Engaging with me—asking about my day, my needs, discussing options, establishing timelines—is how I see the process of delivering on good service. Asking me thoughtful questions shows me that you know what you are doing and that you really want to understand what is going on. Asking me about my day builds a personal connection and helps them find out if I am stressed and busy or relaxed, which will in-turn affect any conversation about timelines. But when you end the conversation asking me to deliver on a survey score, this breaks that spell. It feels like everything that preceded this request was not genuine, but simply an act to get something from me. You don’t really care about me; you care about a 10 on a survey. I am a means to an end and not an end in-itself. No one wants to be seen simply as a means.

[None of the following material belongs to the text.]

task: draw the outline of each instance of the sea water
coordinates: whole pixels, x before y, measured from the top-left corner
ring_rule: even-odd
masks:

1I had one person go one step further and told me not to take the survey if I could not give a 9 or 10. That really cut to the chase. I was amused that it did not even include the pretext of service recovery. “I am not going to even try to give you great service, so instead of trying, I will just tell you to suffer in silence.”
2Many people use surveys because they expect dissatisfaction and they don’t want to have to manage complaints face-to-face. But the reality is that most patients are happy with what they receive and by denying them the opportunity to talk to the staff member or manager directly to share the good stories, both the patient and the staff member miss out on a shared moment of joy.